As a male Leonidas, went through mental and physical training. From childhood every Spartan boy goes through their horrible education system, the Agoge, in preparation to become a warrior for Sparta. Once in the Spartan forces they would become a Hoplite, a soldier armed with a round shield, spear and a iron short sword. The Hoplites form in a battle a phalanx, rows of hoplites stood directly next to each other making a wall of shields and spears. During a frontal attack, this wall provided significant protection to the warriors behind it. Although if the formation broke or the enemy attacked from the sides or the rear then the formation became useless.
Ancient Hellas (Greece) was made up of several hundred City-States. Although most were divided they banded together to defend Hellas from a foreign invader, Persia. In 490 BCE the Persian King Darius I instigated an attempted a invasion, but a combined Hellenes (Greeks) force pushed back the Persian army at the Battle of Marathon.
In 480 BCE, one of Darius' sons, Xerxes I, attempted an invasion of Hellas. Under Xerxes, the Persian army moved through the Hellas eastern coast, with the Persian navy moving parallel to the shore. To reach the lower half of Hellas the Persian's had to go through the coastal pass of Thermopylae.

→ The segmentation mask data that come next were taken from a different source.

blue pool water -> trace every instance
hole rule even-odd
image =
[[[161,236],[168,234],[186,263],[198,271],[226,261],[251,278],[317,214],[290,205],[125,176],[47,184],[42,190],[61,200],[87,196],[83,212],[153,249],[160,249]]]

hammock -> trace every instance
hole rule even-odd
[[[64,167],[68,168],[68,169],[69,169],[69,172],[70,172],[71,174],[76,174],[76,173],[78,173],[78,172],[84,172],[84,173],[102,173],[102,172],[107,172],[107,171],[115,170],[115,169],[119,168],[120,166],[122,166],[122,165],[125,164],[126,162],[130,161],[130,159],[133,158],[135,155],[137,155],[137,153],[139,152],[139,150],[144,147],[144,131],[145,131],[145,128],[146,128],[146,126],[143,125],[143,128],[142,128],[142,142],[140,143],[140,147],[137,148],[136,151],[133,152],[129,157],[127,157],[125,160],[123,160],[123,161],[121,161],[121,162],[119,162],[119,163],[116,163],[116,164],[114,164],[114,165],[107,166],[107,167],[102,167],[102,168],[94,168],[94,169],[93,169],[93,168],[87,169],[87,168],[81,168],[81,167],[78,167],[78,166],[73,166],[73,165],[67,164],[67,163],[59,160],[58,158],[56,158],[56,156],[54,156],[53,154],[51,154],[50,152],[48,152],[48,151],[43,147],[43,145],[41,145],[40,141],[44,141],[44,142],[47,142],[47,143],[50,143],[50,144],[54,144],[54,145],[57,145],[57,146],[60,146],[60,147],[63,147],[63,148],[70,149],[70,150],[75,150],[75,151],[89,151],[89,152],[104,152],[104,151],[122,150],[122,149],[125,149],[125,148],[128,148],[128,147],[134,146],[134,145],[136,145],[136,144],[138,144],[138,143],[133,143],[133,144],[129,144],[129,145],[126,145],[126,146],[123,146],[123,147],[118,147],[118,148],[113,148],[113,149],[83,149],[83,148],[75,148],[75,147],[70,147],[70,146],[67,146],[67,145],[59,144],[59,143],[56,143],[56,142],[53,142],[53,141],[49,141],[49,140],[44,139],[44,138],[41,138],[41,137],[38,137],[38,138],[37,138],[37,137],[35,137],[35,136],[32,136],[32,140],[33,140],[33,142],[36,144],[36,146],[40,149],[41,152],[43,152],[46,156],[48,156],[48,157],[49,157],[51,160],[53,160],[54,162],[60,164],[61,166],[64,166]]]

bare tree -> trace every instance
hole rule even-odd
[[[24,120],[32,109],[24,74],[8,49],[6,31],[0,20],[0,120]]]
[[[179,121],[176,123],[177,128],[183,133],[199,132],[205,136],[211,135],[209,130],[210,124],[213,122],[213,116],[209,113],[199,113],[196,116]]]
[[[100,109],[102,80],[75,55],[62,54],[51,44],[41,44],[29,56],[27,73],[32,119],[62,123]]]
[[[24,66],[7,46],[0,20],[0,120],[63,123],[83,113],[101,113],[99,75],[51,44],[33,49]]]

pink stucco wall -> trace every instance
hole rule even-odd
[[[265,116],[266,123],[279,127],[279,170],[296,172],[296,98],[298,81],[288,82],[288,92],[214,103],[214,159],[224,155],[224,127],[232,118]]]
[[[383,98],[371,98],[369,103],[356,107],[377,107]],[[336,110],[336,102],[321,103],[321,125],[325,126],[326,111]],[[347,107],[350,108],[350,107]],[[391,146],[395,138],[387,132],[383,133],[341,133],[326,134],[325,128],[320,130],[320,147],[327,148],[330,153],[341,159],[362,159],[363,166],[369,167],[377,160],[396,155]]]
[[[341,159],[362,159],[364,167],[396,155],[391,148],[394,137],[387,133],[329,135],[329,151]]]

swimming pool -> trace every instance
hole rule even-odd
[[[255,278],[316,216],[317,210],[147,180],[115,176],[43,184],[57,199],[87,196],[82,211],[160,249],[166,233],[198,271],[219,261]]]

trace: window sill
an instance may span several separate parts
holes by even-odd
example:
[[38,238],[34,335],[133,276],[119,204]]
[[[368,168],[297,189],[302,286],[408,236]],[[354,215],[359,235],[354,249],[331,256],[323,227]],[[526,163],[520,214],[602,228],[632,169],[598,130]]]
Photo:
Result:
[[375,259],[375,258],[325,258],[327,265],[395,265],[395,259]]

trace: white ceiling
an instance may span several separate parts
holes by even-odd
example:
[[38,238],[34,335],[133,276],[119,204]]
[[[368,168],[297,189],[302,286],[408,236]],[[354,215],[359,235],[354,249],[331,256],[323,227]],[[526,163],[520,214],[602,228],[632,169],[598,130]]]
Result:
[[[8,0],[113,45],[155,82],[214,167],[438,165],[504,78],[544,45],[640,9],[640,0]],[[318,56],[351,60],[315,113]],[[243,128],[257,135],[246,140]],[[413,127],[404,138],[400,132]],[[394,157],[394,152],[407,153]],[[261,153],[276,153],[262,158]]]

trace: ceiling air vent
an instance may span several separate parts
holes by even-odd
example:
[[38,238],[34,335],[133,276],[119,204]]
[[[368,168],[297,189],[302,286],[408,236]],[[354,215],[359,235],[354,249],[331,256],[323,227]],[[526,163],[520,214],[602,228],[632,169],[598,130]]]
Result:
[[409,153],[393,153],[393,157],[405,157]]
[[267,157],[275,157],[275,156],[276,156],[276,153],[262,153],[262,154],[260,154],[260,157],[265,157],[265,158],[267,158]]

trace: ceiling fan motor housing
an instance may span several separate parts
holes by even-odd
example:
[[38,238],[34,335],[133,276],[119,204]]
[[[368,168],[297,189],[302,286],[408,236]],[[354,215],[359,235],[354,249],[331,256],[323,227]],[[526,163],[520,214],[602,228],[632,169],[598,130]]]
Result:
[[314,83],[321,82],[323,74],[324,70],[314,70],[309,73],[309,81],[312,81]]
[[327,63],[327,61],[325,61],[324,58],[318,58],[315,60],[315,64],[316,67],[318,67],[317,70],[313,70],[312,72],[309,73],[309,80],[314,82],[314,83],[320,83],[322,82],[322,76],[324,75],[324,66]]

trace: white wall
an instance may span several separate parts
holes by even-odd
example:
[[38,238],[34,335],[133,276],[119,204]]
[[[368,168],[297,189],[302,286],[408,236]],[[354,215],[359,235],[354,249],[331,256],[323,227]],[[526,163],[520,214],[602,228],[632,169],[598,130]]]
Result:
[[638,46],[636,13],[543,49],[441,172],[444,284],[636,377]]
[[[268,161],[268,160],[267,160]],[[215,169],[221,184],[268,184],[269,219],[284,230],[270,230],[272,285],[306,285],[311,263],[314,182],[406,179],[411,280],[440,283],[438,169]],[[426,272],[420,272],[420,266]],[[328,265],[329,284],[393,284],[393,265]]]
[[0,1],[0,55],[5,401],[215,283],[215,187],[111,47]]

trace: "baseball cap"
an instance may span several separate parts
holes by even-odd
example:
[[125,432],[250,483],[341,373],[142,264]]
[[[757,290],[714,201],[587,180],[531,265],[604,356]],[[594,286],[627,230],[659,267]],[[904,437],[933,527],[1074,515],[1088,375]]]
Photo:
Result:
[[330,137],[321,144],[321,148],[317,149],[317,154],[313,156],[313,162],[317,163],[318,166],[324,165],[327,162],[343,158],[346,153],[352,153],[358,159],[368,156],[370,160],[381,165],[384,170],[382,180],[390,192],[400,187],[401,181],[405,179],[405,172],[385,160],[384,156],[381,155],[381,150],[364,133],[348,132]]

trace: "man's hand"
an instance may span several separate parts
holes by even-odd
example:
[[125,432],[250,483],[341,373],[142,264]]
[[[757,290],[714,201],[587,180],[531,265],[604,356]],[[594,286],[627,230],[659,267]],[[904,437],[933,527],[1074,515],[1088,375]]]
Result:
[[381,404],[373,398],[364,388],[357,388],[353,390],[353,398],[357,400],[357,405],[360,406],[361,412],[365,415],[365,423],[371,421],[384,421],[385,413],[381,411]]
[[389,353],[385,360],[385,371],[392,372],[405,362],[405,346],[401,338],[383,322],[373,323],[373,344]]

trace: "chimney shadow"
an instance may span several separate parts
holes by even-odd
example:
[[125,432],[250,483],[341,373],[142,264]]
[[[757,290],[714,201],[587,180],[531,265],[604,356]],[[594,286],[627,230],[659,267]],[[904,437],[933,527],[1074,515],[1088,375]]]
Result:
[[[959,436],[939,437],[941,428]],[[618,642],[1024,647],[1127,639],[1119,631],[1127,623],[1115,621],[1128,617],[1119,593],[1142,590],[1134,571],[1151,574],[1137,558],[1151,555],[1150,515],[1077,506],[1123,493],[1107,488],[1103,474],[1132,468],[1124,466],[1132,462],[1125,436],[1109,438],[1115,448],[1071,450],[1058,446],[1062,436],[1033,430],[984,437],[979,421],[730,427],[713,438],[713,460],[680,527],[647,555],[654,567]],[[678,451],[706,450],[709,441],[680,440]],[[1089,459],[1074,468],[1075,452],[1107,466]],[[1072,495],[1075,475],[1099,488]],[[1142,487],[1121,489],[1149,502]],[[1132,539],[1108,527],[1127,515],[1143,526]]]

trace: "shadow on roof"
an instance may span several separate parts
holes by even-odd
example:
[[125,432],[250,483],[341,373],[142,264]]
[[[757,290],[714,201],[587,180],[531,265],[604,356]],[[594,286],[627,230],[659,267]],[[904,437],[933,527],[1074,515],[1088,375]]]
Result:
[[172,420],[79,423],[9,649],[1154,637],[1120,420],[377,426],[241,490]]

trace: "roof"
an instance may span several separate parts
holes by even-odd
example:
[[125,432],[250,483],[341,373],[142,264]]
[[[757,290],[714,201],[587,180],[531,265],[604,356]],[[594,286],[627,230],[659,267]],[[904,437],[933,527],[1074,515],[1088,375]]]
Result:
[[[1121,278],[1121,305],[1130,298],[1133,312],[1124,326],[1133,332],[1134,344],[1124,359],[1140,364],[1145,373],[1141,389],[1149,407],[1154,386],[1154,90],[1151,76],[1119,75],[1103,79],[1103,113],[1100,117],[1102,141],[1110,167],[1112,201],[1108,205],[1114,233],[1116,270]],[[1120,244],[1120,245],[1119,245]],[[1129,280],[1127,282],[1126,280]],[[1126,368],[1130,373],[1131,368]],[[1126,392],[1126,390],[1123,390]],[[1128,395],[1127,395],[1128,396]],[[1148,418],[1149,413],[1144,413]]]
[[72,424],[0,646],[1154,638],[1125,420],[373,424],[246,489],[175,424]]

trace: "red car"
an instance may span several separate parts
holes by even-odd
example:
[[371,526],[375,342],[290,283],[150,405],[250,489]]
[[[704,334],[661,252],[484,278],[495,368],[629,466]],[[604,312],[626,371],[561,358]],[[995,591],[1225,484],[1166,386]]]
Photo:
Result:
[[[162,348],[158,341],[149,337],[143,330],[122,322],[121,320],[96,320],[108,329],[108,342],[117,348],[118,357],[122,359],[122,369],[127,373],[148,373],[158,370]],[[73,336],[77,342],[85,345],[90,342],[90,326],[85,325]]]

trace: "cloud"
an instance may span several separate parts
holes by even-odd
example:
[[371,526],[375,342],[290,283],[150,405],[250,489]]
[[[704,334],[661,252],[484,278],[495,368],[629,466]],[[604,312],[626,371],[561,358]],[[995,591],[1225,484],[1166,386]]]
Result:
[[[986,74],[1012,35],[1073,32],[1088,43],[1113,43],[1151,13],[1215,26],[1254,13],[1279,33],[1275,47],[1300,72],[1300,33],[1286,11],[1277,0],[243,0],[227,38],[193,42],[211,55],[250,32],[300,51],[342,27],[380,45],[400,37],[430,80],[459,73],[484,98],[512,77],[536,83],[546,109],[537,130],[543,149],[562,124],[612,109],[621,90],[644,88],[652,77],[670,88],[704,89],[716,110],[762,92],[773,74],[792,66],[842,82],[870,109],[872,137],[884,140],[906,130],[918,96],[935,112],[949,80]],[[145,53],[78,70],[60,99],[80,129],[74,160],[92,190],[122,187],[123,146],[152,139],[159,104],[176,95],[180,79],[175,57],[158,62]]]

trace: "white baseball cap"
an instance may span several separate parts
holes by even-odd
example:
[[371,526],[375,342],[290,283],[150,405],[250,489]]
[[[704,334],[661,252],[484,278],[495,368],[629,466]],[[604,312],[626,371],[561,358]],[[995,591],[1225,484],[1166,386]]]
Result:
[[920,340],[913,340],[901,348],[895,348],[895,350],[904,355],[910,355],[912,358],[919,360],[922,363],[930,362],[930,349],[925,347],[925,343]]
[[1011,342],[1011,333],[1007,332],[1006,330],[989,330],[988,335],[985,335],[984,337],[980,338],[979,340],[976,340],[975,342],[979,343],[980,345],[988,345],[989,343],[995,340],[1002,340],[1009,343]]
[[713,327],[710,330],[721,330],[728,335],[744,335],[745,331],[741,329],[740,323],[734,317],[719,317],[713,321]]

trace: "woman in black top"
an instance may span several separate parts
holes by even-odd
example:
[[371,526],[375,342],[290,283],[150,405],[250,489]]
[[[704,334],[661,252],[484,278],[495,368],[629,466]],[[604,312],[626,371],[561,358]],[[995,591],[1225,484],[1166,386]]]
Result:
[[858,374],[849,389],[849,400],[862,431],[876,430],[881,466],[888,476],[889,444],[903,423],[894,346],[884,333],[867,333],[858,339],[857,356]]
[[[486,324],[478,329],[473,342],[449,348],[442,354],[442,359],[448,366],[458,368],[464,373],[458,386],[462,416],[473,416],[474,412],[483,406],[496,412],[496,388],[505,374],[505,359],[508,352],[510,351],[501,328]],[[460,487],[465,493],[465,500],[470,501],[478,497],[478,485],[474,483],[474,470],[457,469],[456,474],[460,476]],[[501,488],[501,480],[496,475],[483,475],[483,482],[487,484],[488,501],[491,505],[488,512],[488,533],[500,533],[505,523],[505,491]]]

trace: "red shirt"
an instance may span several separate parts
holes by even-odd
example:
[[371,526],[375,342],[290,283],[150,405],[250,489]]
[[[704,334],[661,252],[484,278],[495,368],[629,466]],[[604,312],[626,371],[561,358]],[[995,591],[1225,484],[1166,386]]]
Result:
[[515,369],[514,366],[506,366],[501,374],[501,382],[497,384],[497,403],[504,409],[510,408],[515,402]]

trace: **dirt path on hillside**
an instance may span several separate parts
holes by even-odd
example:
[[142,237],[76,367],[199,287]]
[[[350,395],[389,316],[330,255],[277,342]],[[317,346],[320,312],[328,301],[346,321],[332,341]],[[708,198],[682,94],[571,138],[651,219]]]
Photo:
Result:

Battle of Thermopylae 480 BCE |
In the late summer of 480, Leonidas led 300 Spartans and 6,700 Hellenes forces in attempted to stop the Persians through the narrow pass. For two days the Hellenes defended the attacks of the numerous enemy. Although the Persians found a route over the mountains to the west, enabling them to surround the Hellenes forces. Most of the Hellenes forces fled rather then see certain death. Only an army of Spartans, Thespians and Thebans remained and all of them were slaughtered. The Persians found and beheaded Leonidas' corpse, insulting him by denying funerary rights.
After the Battle of Thermopylae, the Athenian navy defeated the Persians at the Battle of Salamis, sending the Persians back home. It took forty years before Sparta retrieved Leonidas' remains to bury him as well as having a shrine built in his honour.